Settling some sum suppositions

TL;DR

This paper proves several conjectures about the sum of digits function in various bases, introduces new results related to the Prouhet-Tarry-Escott problem, and enables smaller partitions with equal power sums.

Contribution

It develops general summation results for the sum of digits function and applies them to find smaller partitions solving the Prouhet-Tarry-Escott problem.

Findings

Resolved multiple conjectures about sum of digits functions.

Discovered new partitions with fewer than b^N values for equal power sums.

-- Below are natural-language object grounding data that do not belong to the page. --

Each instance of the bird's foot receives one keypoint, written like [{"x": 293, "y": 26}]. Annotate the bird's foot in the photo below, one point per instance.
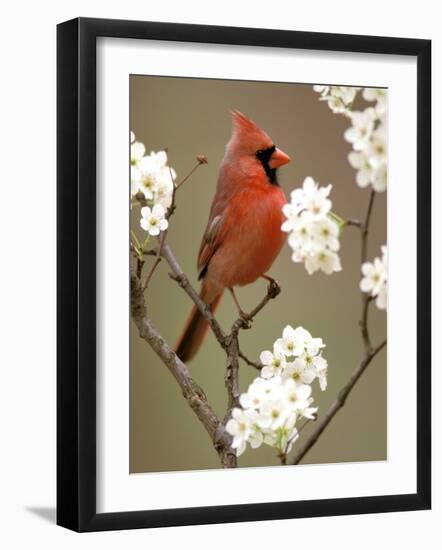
[
  {"x": 273, "y": 289},
  {"x": 246, "y": 319}
]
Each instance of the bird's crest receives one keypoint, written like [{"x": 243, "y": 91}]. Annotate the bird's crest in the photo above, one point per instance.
[{"x": 249, "y": 132}]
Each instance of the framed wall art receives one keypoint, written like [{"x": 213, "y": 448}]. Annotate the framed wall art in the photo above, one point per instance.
[{"x": 243, "y": 274}]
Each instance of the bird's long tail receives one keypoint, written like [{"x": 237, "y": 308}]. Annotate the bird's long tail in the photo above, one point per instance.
[{"x": 196, "y": 326}]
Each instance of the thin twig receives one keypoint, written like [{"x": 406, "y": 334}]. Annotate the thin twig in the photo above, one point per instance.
[
  {"x": 183, "y": 281},
  {"x": 192, "y": 392},
  {"x": 337, "y": 405},
  {"x": 369, "y": 352},
  {"x": 233, "y": 351},
  {"x": 249, "y": 362},
  {"x": 157, "y": 261},
  {"x": 201, "y": 159},
  {"x": 365, "y": 226}
]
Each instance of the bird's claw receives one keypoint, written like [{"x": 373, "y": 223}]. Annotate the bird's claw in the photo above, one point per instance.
[
  {"x": 246, "y": 320},
  {"x": 273, "y": 289}
]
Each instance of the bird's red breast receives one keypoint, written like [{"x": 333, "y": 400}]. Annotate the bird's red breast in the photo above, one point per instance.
[{"x": 243, "y": 235}]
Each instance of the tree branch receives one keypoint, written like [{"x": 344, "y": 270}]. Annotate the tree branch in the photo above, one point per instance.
[
  {"x": 337, "y": 405},
  {"x": 191, "y": 391},
  {"x": 179, "y": 276},
  {"x": 369, "y": 352}
]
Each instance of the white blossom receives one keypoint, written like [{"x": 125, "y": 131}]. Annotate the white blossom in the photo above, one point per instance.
[
  {"x": 151, "y": 176},
  {"x": 374, "y": 280},
  {"x": 323, "y": 260},
  {"x": 273, "y": 363},
  {"x": 153, "y": 220},
  {"x": 367, "y": 133},
  {"x": 360, "y": 132},
  {"x": 338, "y": 98},
  {"x": 313, "y": 232},
  {"x": 282, "y": 394}
]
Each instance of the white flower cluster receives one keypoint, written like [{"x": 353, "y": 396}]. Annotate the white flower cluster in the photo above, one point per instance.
[
  {"x": 367, "y": 133},
  {"x": 338, "y": 98},
  {"x": 374, "y": 279},
  {"x": 314, "y": 234},
  {"x": 281, "y": 395},
  {"x": 152, "y": 180}
]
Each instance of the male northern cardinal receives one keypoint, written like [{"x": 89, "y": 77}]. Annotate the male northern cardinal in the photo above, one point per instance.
[{"x": 243, "y": 234}]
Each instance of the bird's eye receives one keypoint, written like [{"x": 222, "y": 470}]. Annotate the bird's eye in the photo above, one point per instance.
[{"x": 265, "y": 154}]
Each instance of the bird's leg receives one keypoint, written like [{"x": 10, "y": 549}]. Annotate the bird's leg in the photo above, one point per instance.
[
  {"x": 244, "y": 316},
  {"x": 273, "y": 289}
]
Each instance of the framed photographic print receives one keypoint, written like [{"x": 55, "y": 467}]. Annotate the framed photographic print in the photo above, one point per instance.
[{"x": 243, "y": 274}]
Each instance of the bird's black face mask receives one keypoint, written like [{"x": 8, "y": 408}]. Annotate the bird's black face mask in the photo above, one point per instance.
[{"x": 264, "y": 156}]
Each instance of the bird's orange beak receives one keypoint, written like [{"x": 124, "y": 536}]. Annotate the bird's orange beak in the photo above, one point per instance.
[{"x": 279, "y": 158}]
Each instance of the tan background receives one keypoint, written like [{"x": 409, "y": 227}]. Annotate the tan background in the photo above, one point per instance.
[{"x": 190, "y": 117}]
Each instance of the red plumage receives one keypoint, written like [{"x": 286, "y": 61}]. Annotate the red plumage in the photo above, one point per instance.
[{"x": 243, "y": 235}]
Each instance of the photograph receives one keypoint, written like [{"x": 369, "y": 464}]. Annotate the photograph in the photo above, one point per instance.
[{"x": 258, "y": 273}]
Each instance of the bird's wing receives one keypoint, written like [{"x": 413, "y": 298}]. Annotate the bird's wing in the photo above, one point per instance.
[{"x": 212, "y": 239}]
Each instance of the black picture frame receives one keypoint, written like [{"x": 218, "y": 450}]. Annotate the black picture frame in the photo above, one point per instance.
[{"x": 76, "y": 274}]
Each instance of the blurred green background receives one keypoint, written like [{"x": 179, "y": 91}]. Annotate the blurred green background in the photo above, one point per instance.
[{"x": 190, "y": 117}]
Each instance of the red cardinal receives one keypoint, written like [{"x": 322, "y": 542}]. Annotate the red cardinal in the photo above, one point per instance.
[{"x": 243, "y": 235}]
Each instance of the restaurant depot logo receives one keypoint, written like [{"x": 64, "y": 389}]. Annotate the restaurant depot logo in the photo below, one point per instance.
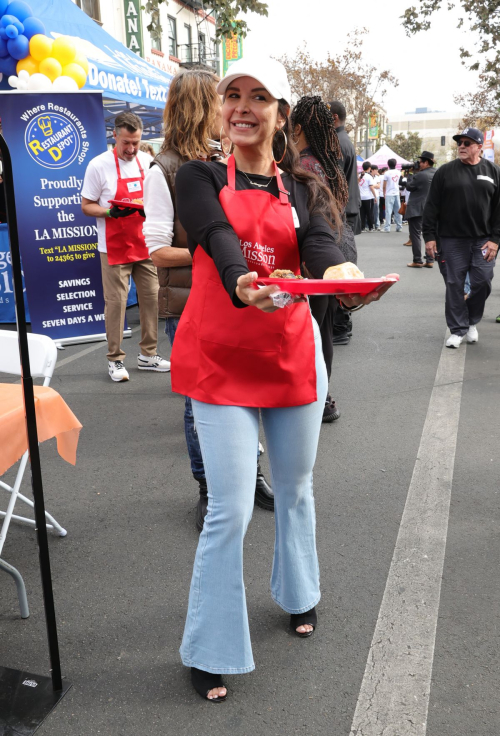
[{"x": 52, "y": 140}]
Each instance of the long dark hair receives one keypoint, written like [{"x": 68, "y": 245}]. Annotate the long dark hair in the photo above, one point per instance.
[
  {"x": 316, "y": 120},
  {"x": 320, "y": 199}
]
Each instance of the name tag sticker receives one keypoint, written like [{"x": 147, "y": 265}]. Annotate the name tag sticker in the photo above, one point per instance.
[{"x": 486, "y": 178}]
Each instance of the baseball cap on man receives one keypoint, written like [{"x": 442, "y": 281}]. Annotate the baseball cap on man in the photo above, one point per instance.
[
  {"x": 270, "y": 73},
  {"x": 473, "y": 133}
]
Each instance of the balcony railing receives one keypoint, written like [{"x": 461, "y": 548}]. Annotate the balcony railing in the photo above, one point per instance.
[{"x": 196, "y": 54}]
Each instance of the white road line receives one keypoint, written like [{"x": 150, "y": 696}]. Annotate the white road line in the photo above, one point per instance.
[{"x": 394, "y": 695}]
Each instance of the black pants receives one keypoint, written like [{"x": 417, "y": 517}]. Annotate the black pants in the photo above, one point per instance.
[
  {"x": 457, "y": 257},
  {"x": 366, "y": 213},
  {"x": 415, "y": 228},
  {"x": 322, "y": 308}
]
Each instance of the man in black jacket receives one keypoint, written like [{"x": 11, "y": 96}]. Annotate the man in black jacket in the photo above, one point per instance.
[
  {"x": 463, "y": 210},
  {"x": 342, "y": 324},
  {"x": 419, "y": 186}
]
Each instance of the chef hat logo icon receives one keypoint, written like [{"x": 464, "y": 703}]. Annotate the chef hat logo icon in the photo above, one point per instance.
[{"x": 45, "y": 124}]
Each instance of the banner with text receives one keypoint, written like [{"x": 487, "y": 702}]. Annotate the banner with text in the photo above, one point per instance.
[{"x": 52, "y": 137}]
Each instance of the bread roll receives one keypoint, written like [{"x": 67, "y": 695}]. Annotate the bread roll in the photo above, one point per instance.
[{"x": 346, "y": 270}]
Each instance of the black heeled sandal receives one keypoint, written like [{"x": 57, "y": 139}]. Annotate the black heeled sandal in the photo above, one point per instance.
[
  {"x": 303, "y": 619},
  {"x": 203, "y": 682}
]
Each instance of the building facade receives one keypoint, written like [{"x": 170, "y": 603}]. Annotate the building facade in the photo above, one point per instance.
[
  {"x": 188, "y": 31},
  {"x": 435, "y": 128}
]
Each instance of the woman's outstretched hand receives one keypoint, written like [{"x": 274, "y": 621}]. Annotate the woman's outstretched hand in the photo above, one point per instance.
[{"x": 260, "y": 298}]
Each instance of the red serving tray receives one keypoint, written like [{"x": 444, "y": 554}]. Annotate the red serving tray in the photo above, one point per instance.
[
  {"x": 126, "y": 203},
  {"x": 316, "y": 287}
]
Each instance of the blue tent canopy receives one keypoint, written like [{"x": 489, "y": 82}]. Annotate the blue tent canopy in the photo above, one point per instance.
[{"x": 126, "y": 80}]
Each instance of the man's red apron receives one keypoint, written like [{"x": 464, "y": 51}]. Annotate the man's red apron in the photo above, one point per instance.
[
  {"x": 124, "y": 238},
  {"x": 246, "y": 357}
]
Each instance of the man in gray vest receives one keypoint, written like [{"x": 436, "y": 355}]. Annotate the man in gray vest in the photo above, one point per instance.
[{"x": 419, "y": 186}]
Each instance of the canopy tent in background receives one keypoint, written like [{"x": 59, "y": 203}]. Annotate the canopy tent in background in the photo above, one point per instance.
[
  {"x": 127, "y": 81},
  {"x": 383, "y": 154}
]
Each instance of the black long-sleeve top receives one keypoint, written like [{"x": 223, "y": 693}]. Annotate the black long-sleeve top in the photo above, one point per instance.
[
  {"x": 464, "y": 202},
  {"x": 198, "y": 184}
]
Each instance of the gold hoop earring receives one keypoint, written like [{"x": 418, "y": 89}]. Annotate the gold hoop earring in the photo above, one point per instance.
[
  {"x": 222, "y": 136},
  {"x": 280, "y": 130}
]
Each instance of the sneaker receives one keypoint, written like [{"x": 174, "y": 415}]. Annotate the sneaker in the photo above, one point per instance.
[
  {"x": 153, "y": 363},
  {"x": 472, "y": 334},
  {"x": 454, "y": 341},
  {"x": 341, "y": 339},
  {"x": 330, "y": 412},
  {"x": 117, "y": 371}
]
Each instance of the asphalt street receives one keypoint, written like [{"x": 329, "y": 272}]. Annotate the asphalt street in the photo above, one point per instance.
[{"x": 121, "y": 576}]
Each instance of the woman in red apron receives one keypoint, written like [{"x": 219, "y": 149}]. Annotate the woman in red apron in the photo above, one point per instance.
[{"x": 237, "y": 356}]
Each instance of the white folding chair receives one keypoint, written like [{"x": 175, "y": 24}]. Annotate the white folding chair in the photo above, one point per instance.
[{"x": 43, "y": 357}]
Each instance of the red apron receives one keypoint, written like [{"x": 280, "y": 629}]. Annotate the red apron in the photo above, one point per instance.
[
  {"x": 246, "y": 357},
  {"x": 124, "y": 238}
]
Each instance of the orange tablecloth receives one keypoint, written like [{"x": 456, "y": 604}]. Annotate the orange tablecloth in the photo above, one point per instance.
[{"x": 54, "y": 418}]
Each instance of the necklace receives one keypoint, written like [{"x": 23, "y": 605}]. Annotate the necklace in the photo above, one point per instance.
[{"x": 255, "y": 184}]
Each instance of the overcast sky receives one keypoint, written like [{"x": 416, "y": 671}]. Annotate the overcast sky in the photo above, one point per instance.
[{"x": 427, "y": 65}]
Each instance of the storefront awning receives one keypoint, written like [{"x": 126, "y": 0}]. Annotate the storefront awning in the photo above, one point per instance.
[{"x": 126, "y": 80}]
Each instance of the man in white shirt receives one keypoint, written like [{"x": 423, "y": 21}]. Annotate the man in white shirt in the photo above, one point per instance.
[
  {"x": 376, "y": 185},
  {"x": 367, "y": 193},
  {"x": 391, "y": 195},
  {"x": 119, "y": 175}
]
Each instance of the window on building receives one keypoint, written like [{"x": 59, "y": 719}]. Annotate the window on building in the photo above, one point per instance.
[
  {"x": 155, "y": 42},
  {"x": 90, "y": 7},
  {"x": 189, "y": 46},
  {"x": 203, "y": 47},
  {"x": 172, "y": 36}
]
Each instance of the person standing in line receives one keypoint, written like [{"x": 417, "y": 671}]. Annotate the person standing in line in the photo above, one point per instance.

Enabled computational search for smaller solutions to classical problems.

Abstract

We solve multiple conjectures by Byszewski and Ulas about the sum of base $b$ digits function. In order to do this, we develop general results about summations over the sum of digits function. As a corollary, we describe an unexpected new result about the Prouhet-Tarry-Escott problem. In some cases, this allows us to partition fewer than $b^N$ values into $b$ sets $\{S_1,\ldots,S_b\}$, such that $$\sum_{s\in S_1}s^k = \sum_{s\in S_2}s^k = \cdots = \sum_{s\in S_b}s^k $$ for $0\leq k \leq N-1$. The classical construction can only partition $b^N$ values such that the first $N$ powers agree. Our results are amenable to a computational search, which may discover new, smaller, solutions to this classical problem.